Even so, it cannot be ruled out that the different disease severity in the two cases stems from a different X inactivation pattern. According to previous studies, preferential inactivation of the wild-type GLA allele is associated with an early onset of disease and rapid progression, compared to a milder disease when the mutated allele is preferentially inactivated [26, 27]. Conversely, other studies [28, 29] reported that X inactivation patterns in symptomatic females did not differ from those of female controls of the same age. Some of these discrepancies may arise from the fact that disease progression is also related to a cross-correction mechanism that degrades over time, explaining why women with FD develop more symptoms with age [28]. This highlights the need for a larger series to support our findings.

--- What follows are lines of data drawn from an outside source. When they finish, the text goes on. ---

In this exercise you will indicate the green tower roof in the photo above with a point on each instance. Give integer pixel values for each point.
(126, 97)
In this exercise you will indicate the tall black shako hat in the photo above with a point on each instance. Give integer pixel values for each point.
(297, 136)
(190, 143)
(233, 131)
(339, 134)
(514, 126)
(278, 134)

In conclusion, these clinical cases at different stages of disease progression highlight the importance of early diagnosis and timely treatment initiation in patients with FD and provide further evidence of the long-term efficacy and safety of migalastat in patients with amenable GLA mutations.

Data Availability

The datasets during and/or analysed during the current study are available from the corresponding author upon request.

Conflicts of Interest

MF has received honoraria for lectures, presentations, speaker bureaus, manuscript writing, or educational events from Reata and Otsuka, and for attending meetings and/or traveling from Otsuka, Sanofi Genzyme, and Amicus. EA, AM, VB, JM, MPV, JC, and ER declare that they have no conflicts of interest. RT has received medical writing support for the present manuscript from Amicus, consulting fees from Amicus, Takeda, Chiesi, and Sanofi Genzyme, honoraria for lectures, presentations, speakers bureaus, manuscript writing, or educational events from Amicus, Takeda, Chiesi, and Sanofi Genzyme, and is a council member of the European Renal Association (ERA).

Authors’ Contributions

MF investigated and visualized the study and reviewed and edited the article. EA conceptualized, validated, investigated, and visualized the study, developed methodology, performed formal analysis and data curation, collected resources, and reviewed and edited the article. AM validated the study, collected resources, and wrote the article. VB wrote the original draft of the manuscript and reviewed and edited the article. JM investigated the study, collected resources, and reviewed and edited the article.. MPV conceptualized, investigated, and visualized the study, developed methodology, and collected resources. JC investigated the study and wrote and reviewed the article. ER visualized the study, collected resources, and reviewed and edited the article. RT conceptualized, validated, investigated, supervised, and visualized the study, developed methodology, performed formal analysis and data curation, collected resources, and reviewed and edited the article.

Acknowledgments

RT, EA, and MF research was funded by the Instituto de Salud Carlos III/Fondo Europeo de Desarrollo Regional (FEDER) funds, RETIC REDINREN RD16/0009 FIS FEDER FUNDS (PI15/01824, PI16/01998, PI18/00362, and PI19/01633), and Fundació la Marató de TV3 202036-30. NCT00925301, AT1001-041, and AT1001-042 were funded by Amicus Therapeutics. The authors acknowledge the medical writing support provided by Dynamic S.L.U.